Hoe Academie feedback op kunstwerken losweekt via live app

‘Onze studenten zelf laten ervaren hoe bezoekers hun creaties ervaren, welke observaties zij maken, hoe zij hun werk gewaarworden; dat is het doel van onze Black Box-tentoonstelling’, zo vertelt Gio De Weerd, directeur van de Stedelijke Academie voor Schone Kunsten in Lier. Met onze online tool om competenties te beoordelen zag hij kansen om deze doelstelling op een innovatieve manier te realiseren. Bezoekers liepen met de app van D-PAC door de tentoonstelling. Ze vergeleken steeds twee kunstwerken met elkaar, kozen hun favoriet en gaven beide studenten feedback.

 

Tentoonstellen om te leren van het publiek

De kunstacademie in Lier geeft haar studenten jaarlijks de gelegenheid om werk te presenteren. Met deze Black Box-tentoonstelling wil men duidelijk meer dan een louter toonmoment organiseren. De school schakelt doelbewust bezoekers in om de studenten te laten ervaren hoe zij naar hun werk kijken. Voorheen enkel via feedback op steekkaarten die bezoekers anoniem in een zwarte doos konden droppen, nu ook – als experiment – via de live app van D-PAC.

 

Kunstwerken live vergelijken en online feedback geven

De school vond 14 bezoekers bereid om mee te werken aan hun experiment om studenten inzicht te geven in de beleving van een publiek. Eind januari gingen zij enthousiast op wandel langs het werk van 10 verschillende exposanten. Kris kras, geleid door hun smartphone of tablet waarop telkens twee willekeurige kunstwerken oplichtten. De opdracht daarbij was duidelijk: welk van beide kunstwerken vind jij het beste? Bezoekers duidden telkens een favoriet aan en gaven beide kunstwerken feedback. De opdrachten volgden elkaar op, waarbij eenzelfde werk ook meer dan eens vergeleken moest worden. Zo legden de bezoekers een heel individueel parcours van oeuvres af en hadden ze na afloop alle  kunstwerken gezien.

 

authentieke ervaring

De live app van D-PAC zorgt voor een authentieke ervaring bij het vergelijken en beoordelen van kunstwerken.

 

‘Kunst ervaren lukt niet aan de hand van foto’s alleen’

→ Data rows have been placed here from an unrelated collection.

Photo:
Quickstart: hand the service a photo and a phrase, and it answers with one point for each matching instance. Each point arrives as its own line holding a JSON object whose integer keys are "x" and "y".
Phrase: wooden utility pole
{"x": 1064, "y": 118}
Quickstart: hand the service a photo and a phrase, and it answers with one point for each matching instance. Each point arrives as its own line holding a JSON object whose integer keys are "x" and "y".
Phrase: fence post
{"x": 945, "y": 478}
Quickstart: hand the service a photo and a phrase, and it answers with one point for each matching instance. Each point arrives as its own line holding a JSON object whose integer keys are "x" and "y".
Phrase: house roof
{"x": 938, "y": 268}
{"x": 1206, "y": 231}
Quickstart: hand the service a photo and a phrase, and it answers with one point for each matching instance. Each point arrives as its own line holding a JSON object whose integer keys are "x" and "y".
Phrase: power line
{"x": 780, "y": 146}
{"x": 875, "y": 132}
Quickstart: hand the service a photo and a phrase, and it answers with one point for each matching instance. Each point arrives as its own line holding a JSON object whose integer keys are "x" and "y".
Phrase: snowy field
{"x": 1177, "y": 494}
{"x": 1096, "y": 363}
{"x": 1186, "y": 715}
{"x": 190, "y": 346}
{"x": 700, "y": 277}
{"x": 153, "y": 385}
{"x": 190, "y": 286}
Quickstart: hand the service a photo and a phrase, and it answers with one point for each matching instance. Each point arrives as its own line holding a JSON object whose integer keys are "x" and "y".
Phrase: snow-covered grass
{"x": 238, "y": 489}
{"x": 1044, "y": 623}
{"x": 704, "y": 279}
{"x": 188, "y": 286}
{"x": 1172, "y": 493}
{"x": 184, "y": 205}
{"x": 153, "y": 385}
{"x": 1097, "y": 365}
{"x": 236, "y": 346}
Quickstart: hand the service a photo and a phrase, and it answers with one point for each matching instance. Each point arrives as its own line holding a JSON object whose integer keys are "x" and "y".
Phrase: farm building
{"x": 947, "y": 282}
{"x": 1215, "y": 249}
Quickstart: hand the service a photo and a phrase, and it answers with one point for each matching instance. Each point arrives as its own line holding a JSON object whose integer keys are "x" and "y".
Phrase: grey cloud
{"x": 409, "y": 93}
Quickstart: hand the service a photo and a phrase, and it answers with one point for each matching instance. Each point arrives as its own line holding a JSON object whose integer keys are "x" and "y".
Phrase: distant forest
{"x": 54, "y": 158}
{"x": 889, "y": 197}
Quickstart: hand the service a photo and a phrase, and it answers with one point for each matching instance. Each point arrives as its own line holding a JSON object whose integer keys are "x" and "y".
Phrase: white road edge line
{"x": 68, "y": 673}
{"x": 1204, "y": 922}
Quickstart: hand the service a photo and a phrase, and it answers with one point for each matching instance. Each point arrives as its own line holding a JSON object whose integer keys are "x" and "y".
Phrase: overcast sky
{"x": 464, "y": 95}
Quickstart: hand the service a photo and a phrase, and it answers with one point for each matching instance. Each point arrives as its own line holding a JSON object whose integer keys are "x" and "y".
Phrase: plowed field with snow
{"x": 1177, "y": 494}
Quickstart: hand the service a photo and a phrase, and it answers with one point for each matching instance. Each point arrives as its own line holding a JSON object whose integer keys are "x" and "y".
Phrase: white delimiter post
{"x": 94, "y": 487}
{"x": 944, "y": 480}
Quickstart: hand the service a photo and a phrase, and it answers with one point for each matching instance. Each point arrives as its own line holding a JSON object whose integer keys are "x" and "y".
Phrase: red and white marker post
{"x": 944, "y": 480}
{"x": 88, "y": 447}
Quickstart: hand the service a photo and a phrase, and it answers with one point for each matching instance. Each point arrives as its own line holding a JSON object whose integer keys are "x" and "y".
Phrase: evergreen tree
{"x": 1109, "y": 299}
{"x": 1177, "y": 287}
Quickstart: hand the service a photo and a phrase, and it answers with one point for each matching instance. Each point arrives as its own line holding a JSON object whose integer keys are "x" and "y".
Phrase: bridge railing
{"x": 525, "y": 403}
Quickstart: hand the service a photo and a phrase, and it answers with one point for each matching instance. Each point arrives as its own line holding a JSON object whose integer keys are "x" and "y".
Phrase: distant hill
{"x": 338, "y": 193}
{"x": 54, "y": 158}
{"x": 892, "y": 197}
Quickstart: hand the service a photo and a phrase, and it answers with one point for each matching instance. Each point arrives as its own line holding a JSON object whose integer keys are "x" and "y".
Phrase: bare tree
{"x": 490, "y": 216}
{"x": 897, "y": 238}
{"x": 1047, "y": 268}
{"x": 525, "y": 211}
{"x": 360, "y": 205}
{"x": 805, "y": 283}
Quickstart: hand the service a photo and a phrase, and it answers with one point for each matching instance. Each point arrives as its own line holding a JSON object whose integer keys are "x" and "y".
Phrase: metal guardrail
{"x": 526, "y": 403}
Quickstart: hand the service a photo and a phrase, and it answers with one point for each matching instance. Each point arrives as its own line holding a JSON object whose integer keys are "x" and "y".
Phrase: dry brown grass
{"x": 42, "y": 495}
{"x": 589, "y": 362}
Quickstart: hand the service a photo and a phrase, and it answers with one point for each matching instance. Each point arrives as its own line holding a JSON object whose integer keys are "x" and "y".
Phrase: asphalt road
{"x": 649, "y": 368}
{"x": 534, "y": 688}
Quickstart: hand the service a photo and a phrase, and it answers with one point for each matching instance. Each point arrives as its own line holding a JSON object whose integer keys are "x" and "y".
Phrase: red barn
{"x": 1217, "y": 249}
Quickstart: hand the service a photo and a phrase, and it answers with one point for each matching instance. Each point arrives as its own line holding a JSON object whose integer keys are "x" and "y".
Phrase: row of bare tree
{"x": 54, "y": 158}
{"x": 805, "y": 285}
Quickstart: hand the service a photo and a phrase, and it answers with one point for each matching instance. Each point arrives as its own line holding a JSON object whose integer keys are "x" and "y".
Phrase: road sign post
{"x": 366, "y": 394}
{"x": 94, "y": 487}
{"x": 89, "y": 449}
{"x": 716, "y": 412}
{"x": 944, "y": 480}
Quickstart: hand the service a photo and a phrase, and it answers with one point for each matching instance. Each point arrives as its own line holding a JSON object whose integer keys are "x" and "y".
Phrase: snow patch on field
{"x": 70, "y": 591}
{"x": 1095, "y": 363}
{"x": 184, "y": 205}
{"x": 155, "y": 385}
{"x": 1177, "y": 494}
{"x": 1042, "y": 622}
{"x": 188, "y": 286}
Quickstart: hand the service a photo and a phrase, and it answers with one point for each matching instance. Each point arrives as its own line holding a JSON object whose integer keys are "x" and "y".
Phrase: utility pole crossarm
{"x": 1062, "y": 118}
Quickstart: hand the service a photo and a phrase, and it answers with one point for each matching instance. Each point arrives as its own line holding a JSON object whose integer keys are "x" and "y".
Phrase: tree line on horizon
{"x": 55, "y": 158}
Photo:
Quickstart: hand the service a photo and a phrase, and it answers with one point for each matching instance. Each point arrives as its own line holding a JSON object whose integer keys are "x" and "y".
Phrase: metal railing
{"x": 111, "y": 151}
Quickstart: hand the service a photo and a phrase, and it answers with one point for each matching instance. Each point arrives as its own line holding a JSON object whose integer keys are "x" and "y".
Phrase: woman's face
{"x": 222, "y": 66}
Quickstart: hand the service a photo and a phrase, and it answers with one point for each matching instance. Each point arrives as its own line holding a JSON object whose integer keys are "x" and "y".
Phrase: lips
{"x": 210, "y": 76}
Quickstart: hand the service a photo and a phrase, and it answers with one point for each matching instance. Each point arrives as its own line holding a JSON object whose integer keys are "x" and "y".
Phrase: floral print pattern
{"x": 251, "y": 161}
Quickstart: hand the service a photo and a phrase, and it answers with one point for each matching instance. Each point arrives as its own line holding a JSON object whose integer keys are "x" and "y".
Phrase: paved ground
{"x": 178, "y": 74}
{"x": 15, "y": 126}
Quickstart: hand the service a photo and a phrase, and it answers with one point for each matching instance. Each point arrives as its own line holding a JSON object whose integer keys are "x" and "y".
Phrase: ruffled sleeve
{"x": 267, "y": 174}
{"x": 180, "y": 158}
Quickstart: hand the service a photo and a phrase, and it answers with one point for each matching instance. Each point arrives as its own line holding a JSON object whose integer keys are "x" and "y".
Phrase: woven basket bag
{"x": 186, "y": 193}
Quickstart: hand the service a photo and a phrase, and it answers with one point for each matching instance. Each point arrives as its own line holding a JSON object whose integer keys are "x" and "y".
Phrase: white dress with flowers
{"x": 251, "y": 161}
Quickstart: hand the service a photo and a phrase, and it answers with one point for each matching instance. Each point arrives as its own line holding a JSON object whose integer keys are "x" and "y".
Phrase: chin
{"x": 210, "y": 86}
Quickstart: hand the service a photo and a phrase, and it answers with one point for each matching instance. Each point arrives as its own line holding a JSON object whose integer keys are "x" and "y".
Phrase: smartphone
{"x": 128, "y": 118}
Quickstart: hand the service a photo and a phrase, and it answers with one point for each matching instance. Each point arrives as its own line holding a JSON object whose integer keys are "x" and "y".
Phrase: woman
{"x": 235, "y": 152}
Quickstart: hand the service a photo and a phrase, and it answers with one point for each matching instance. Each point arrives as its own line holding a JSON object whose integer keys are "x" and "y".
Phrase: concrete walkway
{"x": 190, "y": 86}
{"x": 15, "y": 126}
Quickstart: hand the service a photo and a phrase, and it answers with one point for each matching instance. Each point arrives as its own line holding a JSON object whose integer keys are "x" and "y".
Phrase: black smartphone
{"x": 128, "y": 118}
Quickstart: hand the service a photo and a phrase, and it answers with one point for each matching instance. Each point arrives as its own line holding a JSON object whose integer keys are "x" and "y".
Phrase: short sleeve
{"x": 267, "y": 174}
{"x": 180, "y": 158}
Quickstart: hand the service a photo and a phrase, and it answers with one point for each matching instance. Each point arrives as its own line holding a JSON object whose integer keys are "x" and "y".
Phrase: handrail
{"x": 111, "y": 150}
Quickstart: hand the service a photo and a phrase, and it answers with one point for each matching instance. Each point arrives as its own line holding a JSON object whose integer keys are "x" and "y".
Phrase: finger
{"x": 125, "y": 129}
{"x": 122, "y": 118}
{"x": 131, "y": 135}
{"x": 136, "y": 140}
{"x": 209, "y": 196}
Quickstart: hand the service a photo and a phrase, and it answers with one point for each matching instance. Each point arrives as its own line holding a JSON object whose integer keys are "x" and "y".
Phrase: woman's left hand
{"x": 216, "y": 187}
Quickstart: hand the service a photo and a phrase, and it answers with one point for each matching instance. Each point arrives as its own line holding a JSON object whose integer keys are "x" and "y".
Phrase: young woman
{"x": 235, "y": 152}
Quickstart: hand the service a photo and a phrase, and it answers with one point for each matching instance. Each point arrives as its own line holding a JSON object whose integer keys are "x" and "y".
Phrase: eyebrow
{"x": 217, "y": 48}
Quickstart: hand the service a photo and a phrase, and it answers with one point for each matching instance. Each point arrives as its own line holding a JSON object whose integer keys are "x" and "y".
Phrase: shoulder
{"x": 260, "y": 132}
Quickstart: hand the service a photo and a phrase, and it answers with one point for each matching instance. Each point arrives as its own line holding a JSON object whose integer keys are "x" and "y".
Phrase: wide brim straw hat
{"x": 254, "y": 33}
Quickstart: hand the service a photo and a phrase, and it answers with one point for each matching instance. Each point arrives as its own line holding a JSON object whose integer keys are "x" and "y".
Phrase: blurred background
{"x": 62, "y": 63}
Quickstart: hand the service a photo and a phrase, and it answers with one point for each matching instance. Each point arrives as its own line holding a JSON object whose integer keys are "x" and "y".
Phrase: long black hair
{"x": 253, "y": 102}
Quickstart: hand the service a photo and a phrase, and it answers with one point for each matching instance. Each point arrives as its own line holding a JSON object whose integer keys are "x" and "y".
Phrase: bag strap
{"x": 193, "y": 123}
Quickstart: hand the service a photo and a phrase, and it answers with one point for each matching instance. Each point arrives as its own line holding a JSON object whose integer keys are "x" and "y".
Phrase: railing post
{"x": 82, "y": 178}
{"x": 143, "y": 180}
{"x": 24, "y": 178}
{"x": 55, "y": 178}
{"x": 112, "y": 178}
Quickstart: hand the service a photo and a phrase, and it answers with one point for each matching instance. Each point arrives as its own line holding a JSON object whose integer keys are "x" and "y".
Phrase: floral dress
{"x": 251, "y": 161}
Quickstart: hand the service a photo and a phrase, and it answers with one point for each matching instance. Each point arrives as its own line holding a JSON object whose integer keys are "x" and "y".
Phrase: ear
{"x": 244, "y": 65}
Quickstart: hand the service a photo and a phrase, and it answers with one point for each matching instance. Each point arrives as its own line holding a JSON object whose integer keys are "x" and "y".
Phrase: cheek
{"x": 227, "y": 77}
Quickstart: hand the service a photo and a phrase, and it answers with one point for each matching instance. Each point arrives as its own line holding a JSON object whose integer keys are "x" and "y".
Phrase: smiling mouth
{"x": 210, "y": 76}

Het gebruik van de live applicatie betekende voor de school dat de bezoekers de look & feel van reële, tastbare fotografie, tekeningen en installaties konden beoordelen. De meeste bezoekers gingen de werken daadwerkelijk live monsteren in plaats van de foto’s op hun toestel te beoordelen. ‘Dat gaat immers niet aan de hand van foto’s alleen’, verduidelijkte een bezoeker.

 

Kunststudenten krijgen feedback over vakmanschap en kunstenaarschap

Studenten laten leren uit de feedback van bezoekers, daar streefde de Academie naar. De live app van D-PAC bleek hiervoor een ideaal kanaal. Bezoekers beoordeelden de kunstwerken uitgebreid op twee aspecten. Voor vakmanschap formuleerden bezoekers bij een bepaald schilderij bijvoorbeeld opmerkingen en tips over toonverloop, dieptezicht, kleurschakeringen, illusie van perspectief, enz. Ook in de feedback over kunstenaarschap school veel rijkdom. Sommige bezoekers gaven aan hoe het kunstwerk hen aan het denken zetten of mogelijkheden tot interpretatie bood, terwijl anderen reageerden op de vanzelfsprekendheid van een kunstwerk of de overdaad aan melancholie.

 

D-PAC zorgt voor gevarieerde feedback van meerdere beoordelaars

Wat D-PAC voor de Academie interessant maakt is dat elke bezoeker bij elk werk meer dan één observatie terugkoppelt. Eigen aan de tool is namelijk dat het elk werk meerdere keren, in verschillende vergelijkingen laat opduiken. Alsof de live app de bezoeker dwingt om bij elke nieuwe vergelijking van een bepaald werk toch weer een iets andere bril op te zetten. ‘Je kunt moeilijk elke keer dezelfde feedback geven bij een bepaald schilderij.’, verduidelijkt een bezoeker. Een beoordelaar die een werk meerdere keren te zien krijgt gaat telkens net weer iets anders of iets nieuws opvallen.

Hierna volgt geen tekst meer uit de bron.